Thursday, September 27, 2012

A Blank Page


Hello, dear readers!



I apologize again for my absence. Yet again, my job has gotten the best of me, though things ae improving.






So anyway, at my Artist's Way meeting last night we were discussing a blank canvas.






One the ladies said a quote about blank canvases. It has been said that a blank canvas holds infinite possibilities. The moment you draw your first line, you are telling the canvas all the things it is not or cannot be.



I'm a writer, not a painter. So for me, I think of a blank page.





I have heard so many writers talk about the fear of a blank page.




I was never afraid of a blank page. They always excited me because I knew there was no limit to them. I was excited at all of the prospects that page could be.







Hearing that quote last night really put things in perspective for me. Never before had I thought that I was telling the page that this was what it wasn't or it couldn't be that because I was making it this instead.






Should I be afraid of the first stroke of my pen or the first key I type?





The optimist in me says no. I understand the fear that other writers and artists are talking about now. I think it is a good fear, a healthy fear. I think that all artists should approach a blank with this fear and with respect. But we need not be petrified. Rather, use that fear to choose our words or pictures carefully. To limit the canvas in the best way possible - by making the limits beautiful. Once a word is written or a line is drawn, it cannot be undone. So let us handle our craft with the utmost care and caution. Let us not be frivilous.
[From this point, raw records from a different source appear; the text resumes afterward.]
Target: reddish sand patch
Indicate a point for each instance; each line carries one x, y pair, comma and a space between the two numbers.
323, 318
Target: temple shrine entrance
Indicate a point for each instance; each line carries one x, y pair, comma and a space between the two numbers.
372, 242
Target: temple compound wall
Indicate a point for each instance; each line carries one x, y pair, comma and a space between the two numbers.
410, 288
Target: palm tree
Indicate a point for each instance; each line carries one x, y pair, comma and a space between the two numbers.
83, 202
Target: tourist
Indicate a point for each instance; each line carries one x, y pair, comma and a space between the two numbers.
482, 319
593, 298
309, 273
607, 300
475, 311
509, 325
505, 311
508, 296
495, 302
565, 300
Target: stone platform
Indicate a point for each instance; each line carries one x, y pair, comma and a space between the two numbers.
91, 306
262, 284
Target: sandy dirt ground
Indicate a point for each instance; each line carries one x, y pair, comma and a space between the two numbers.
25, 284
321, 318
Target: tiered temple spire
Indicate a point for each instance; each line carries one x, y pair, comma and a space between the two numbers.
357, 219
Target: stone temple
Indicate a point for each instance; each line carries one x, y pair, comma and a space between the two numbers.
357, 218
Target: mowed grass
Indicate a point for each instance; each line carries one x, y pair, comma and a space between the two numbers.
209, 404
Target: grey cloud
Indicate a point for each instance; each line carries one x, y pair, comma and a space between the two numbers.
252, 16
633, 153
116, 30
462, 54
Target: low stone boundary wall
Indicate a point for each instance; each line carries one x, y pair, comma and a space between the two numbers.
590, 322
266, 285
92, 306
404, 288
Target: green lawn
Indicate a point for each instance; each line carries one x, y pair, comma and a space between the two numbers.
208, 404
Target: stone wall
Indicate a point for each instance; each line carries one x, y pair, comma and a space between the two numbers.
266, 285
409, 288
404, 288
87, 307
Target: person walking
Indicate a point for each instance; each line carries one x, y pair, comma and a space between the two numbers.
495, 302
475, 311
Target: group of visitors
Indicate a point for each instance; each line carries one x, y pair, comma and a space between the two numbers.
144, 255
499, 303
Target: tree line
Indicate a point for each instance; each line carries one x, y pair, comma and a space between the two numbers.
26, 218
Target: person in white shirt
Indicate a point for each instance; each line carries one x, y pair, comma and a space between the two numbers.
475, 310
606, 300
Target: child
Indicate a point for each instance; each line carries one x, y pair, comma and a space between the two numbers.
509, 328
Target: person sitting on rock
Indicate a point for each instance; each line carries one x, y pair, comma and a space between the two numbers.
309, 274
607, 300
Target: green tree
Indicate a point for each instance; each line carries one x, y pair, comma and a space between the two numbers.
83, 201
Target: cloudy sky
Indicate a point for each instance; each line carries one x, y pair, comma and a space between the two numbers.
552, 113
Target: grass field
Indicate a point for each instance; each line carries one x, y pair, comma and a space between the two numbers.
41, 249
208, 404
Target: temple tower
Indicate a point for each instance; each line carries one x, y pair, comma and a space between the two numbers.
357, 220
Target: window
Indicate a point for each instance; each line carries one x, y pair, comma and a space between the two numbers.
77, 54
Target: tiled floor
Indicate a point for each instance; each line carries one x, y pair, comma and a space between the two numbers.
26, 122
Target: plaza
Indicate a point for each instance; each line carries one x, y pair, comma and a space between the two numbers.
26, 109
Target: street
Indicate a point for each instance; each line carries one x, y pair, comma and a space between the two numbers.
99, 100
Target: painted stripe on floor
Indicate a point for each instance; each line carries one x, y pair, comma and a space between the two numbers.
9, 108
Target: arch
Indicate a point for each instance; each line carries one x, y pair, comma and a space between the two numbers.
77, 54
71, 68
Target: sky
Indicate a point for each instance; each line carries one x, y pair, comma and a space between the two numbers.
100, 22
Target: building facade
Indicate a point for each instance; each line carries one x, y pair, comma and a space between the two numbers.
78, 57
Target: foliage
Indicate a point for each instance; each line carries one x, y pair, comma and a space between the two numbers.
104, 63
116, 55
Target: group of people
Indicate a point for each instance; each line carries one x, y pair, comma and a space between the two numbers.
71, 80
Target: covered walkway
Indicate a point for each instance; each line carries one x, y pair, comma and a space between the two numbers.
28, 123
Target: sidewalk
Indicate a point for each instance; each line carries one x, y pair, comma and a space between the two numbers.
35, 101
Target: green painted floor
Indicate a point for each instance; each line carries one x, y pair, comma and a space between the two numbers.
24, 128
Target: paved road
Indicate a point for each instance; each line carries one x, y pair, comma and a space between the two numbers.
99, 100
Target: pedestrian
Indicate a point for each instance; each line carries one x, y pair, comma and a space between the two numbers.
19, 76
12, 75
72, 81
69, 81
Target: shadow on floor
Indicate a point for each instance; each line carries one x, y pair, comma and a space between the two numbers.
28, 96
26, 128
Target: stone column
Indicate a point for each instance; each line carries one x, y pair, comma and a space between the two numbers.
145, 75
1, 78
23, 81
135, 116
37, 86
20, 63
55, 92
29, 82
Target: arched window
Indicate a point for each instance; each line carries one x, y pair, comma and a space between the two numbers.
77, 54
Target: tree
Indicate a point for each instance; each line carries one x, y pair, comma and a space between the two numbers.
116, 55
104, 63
So now, my approach to any creative endeavor will be different. I have always taken my work seriously. Now I shall do so, but again with a new perspective.




I encourage artists of all types to share this perspective with me. I think it is the best way for each and everyone of us to create our very best.



And with that, I wish you happy reading! :)

1 comment:

Sun Singer said...

I've heard that idea before: once you draw a line or write a word, you've suddenly constricted the universe of what can be on the canvas or page.

On the other hand, I like to think that my line or word is more infinite that the page because it calls forth something that was not there before rather than leaving the blankness in waiting mode.